Barfeando

 

La buena alimentación es indispensable para que tu perro sea feliz y se mantenga saludable. No se trata de darle pienso de la mejor calidad, necesita alimento natural, variado y nutritivo. Esta es la esencia del movimiento BARF. Si quieres saber más, sigue leyendo:

 

¿En qué consiste?

 

Básicamente, es un programa de alimentación canina que consiste en suministrar a tu perro cinco clases de productos naturales en porcentajes más o menos específicos. Veamos cuáles son las proporciones recomendadas y algunos ejemplos para cada grupo:

 

Huesos carnosos (50%). Como pueden ser alas, carcasa y cuello de pollo, costillas de cerdo y de ternera.

Carne sin hueso o pescado (30%). Por ejemplo Buey, conejo, cordero, pollo, mero, merluza, salmón y sardina.

Vísceras (10%). El 5% debe ser hígado. El 5% restante puede ser corazón, pulmón, riñones.

Verdura (5%). Un ejemplo son las zanahorias, el pimiento, el tomate y el pepino.

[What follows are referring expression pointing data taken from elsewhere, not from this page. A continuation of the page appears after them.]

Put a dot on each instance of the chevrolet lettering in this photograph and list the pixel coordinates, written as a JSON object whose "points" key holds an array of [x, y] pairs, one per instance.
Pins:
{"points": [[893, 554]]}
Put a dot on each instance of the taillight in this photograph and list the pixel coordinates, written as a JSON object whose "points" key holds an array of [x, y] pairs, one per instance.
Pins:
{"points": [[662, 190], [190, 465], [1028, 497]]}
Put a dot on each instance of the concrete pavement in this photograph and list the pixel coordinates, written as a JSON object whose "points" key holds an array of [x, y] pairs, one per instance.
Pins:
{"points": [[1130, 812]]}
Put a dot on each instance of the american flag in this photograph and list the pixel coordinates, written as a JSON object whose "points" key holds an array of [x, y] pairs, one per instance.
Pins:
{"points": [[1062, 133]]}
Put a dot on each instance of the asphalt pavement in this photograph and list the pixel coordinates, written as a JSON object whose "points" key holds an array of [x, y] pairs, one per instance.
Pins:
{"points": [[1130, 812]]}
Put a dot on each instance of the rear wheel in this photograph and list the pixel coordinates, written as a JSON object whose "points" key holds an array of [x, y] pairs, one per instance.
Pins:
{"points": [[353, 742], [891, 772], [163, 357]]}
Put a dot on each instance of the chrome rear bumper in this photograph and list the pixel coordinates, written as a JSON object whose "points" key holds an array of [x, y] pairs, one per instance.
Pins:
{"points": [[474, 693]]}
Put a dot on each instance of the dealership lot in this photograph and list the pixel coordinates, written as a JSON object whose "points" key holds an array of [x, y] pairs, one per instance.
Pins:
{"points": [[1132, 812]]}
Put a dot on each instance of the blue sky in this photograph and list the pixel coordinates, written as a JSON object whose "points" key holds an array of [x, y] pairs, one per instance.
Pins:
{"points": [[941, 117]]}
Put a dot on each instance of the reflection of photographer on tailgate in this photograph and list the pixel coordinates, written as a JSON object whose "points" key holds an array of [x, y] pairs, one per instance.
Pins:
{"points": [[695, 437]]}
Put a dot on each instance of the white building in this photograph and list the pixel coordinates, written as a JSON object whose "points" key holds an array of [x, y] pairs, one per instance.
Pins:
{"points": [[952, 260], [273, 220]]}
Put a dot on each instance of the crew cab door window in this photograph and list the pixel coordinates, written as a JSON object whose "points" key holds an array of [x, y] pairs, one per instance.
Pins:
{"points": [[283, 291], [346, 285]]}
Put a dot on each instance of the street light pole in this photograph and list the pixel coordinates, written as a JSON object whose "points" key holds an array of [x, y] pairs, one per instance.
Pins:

Fruta (5%). Puedes usar albaricoque, manzana, naranja, pera y plátano entre otros.

 

Ten presente que, aunque los perros digieren perfectamente la carne cruda, esta debe congelarse previamente. De esta forma, evitarás que se desarrollen giardias, coccidiosis, anisakis y otro tipo de parásitos en el sistema digestivo de tu mascota.

 

¿Cómo calcular la ración diaria?

 

Para que la alimentación canina sea equilibrada se debe tener en cuenta, sobre todo, el tamaño, la raza, la edad y la actividad física del animal. Además, se calcula de acuerdo con su peso corporal. Los perros más jóvenes y aquellos que realizan mucho ejercicio suelen requerir más alimento con relación a su peso. Así, mientras que un perro senior podría necesitar un 2% de su peso, un perro que realiza mucho ejercicio podría llegar hasta un 4%. Por ejemplo, a un ejemplar adulto de cuarenta kilos que realiza poca actividad le bastará con un 2% de su peso (aproximadamente, 800 gramos).

 

Si quieres saber más de este tipo de nutrición, te recomiendo el libro de Verónica Vincent: Dieta BARF para perros.